I like this KNOCKOUT cover because of the cover story on Joe Louis. And HEY, I know that KNOCKOUT might not be considered officially a pulp because it has true stories, but give me a break, will ya?
KNOCKOUT, May-June, 1937
LEADING WESTERN, August 1948
LIFE'S ROMANCES, June 1941
LIVE GIRL STORIES, November 1928
And I know LOVE STORY is not even close to being an obscure pulp, but I thought this cover to be very significant, as this is an issue after Street & Smith sold the magazine to Popular and is one of the very last issues of this most popular of all pulps.LOVE STORY, February 1954



6 comments:
You think K and L are tough, just wait until X,Y and Z. Just kidding.
As far as Knockout is concerned, don't sweat it. I have had copies over the years and they sure looked liked pulps to me. Just checked and there are actually some very scarce titles at the end of the alphabet.
I think all pulp collectors consider KNOCKOUT to be a pulp magazine. Factual articles were used by pulps and sometimes the articles were really fiction in disguise. For instance GHOST STORIES was really a fiction magazine despite all the claims about so called "true stories".
Ah, "true stories"... the source of so many stories and legends...
The one-shot LIFE'S ROMANCES was a pretty rare pulp until a half-dozen years ago. That's when somebody in the midwest (Ohio, I think) found a cache of uncirculated copies in the basement of what used to be a five-and-dime store. (This, apparently, was one of the magazines intended for sale primarily in such venues.) The mint copies made their way to a dealer who sold them on eBay -- one at a time, every four or six weeks -- for several years. He always offered them at low opening bids ($3.99, I think), so they always sold. The first few copies fetched fairly high prices for a romance pulp, based on the title's rarity. But once everybody realized the seller had a large supply, the prices dropped precipitously and I believe the last several copies offered didn't get any bids at all.
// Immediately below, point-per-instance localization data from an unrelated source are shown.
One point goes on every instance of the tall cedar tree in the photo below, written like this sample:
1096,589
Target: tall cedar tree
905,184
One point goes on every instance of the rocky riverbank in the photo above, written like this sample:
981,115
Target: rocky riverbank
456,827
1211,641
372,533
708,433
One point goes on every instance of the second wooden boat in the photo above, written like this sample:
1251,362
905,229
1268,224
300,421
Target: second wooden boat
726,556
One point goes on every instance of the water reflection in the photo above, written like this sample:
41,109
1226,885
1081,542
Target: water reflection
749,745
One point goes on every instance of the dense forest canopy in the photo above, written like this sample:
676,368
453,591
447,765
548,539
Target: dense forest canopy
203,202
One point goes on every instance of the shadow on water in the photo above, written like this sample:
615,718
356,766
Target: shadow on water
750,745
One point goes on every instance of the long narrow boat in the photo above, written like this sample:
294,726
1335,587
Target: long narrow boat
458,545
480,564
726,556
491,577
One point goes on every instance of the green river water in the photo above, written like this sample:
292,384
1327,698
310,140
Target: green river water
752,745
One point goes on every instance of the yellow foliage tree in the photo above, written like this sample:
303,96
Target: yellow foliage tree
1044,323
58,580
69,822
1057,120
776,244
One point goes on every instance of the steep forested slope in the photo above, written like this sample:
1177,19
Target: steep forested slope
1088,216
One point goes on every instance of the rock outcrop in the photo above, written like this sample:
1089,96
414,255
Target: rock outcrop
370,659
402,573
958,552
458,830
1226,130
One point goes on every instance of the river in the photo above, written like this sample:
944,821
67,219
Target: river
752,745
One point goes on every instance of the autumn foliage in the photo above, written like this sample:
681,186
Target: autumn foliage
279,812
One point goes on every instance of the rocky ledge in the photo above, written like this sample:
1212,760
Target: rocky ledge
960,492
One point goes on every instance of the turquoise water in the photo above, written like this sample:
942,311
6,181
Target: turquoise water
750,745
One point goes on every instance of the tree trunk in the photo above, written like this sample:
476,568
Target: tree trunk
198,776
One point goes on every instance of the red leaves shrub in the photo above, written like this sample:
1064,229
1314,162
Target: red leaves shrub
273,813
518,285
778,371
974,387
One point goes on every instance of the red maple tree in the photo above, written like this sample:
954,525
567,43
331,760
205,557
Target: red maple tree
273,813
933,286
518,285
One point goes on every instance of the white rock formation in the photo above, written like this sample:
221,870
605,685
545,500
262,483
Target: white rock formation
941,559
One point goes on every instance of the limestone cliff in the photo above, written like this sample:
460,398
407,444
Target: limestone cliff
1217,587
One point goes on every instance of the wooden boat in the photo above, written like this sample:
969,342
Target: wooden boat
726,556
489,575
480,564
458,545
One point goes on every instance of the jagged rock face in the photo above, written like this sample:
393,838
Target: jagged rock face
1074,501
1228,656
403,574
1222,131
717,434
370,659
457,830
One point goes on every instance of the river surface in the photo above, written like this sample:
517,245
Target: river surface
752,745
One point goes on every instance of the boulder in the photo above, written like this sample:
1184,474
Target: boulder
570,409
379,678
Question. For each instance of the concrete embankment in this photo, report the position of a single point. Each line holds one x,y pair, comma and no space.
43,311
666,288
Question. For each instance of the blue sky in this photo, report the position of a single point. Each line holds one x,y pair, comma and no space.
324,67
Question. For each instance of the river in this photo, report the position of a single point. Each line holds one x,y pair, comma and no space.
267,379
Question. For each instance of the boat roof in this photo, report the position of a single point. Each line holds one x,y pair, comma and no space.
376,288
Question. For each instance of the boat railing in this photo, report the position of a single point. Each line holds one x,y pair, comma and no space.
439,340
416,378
I did pretty well with these early on, buying a handful of copies at five bucks or less and selling them at pulp conventions for $25 each. I thought about keeping one until I made the mistake of reading it. The stories were reprints from woman-oriented slicks. One of them was by former detective-pulp stalwart Frederick Nebel. It was the worst sort of pap you could imagine, almost unreadable drivel. That he stopped writing the Cardigan, Donahue, and Kennedy-MacBride stories in favor of such dreck is lamentable, to say the least.
The funny thing about Nebel, he actually thought his slick fiction was better than his pulp work. When Joe Shaw wanted permission to include a Nebel story in the BLACK MASK collection, Nebel refused because the pulp stories were not as good as his slick stuff.
Matt Moring of Altus Press will be publishing several collections of the Donahue, Cardigan, and Kennedy-McBride stories.
I really like that Life's romances cover.